"Faltou alguma coisa no Rock in Rio. O músico brasileiro foi discriminado em seu próprio país. Somente alguns artistas puderam passar o som. Além disso, nenhum artista ou banda nacional teve a oportunidade de se apresentar durante a noite, com céu escuro e propício para uma boa iluminação e nem um espaço privilegiado no palco. Um dos músicos contou que o palco seria móvel mas não funcionou. Por isso sobrou um pequeno espaço na beirada".
Não fosse o espírito empreendedor de empresários brasileiros das áreas de locação de som e luz, a crescente profissionalização de equipes técnicas e produtores e o desenvolvimento de um know-how para o showbiz made in Brazil, o parágrafo acima (extraído do texto de abertura da reportagem sobre o Rock in Rio 2 publicado na M&T nº 27 em abril de 1991) certamente iria se repetir nesta terceira edição do megaevento. Realizado nos dias 12, 13, 14, 18, 19, 20 e 21 de janeiro na chamada Cidade do Rock (RJ), o evento ocupou uma área de 250.000 m² situado em Jacarepaguá, no mesmo local que abrigou, há 16 anos, o primeiro festival.
Não fosse o desenvolvimento das áreas de som e luz, além da melhoria de equipes técnicas e produtores, o parágrafo acima (extraído do texto de abertura da reportagem sobre o Rock in Rio 2 publicado na M&T nº 27 em abril de 1991) certamente iria se repetir com exatidão nesta terceira edição do megaevento. A melhoria é clara, porém os primeiros dias de show não foram livres de problemas operacionais como alguns atrasos nas passagens de som (principalmente de brasileiros) no Palco Mundo.
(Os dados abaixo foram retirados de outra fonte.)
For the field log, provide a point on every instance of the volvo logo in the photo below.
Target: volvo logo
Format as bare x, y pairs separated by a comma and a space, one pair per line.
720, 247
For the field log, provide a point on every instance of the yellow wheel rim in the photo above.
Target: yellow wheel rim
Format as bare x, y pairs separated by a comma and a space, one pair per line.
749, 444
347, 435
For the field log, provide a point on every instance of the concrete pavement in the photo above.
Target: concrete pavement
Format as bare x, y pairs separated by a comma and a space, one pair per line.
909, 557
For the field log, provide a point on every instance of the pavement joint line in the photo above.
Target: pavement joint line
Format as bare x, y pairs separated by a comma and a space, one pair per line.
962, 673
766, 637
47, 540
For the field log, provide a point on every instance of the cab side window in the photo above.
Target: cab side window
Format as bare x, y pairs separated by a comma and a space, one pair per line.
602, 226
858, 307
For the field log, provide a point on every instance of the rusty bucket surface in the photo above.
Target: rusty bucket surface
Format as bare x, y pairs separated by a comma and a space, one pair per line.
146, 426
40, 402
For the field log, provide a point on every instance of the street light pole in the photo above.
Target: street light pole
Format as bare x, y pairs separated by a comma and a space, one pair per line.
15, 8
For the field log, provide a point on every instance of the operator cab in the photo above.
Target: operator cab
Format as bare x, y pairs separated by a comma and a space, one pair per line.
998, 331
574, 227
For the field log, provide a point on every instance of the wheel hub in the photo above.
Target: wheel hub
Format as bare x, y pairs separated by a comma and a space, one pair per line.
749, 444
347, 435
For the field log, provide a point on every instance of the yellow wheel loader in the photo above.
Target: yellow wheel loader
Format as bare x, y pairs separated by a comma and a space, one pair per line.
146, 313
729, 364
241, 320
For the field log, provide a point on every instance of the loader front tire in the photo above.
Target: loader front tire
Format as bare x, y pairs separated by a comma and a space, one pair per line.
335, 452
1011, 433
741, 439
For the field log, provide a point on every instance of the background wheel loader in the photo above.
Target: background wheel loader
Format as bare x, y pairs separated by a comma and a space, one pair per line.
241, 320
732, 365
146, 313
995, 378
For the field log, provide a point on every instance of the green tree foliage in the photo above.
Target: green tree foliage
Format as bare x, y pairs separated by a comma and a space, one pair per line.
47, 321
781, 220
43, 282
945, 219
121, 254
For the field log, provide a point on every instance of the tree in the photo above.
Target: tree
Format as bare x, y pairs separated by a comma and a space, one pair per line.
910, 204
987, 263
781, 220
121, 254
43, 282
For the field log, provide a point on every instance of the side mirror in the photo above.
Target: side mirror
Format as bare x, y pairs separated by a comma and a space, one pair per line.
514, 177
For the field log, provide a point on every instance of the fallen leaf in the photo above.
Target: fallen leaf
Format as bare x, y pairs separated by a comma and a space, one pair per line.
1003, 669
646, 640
Mais de 150 atrações musicais apresentaram-se no Palco Mundo e nas tendas Raízes, Brasil e Eletro. Para garantir aos leitores uma cobertura mais ágil, dividimos o Rock in Rio em duas partes: esta edição contém informações relativas aos dois primeiros dias do palco principal; a edição de março continuará com o Palco Mundo e contará com amostras do áudio e da produção das outras tendas.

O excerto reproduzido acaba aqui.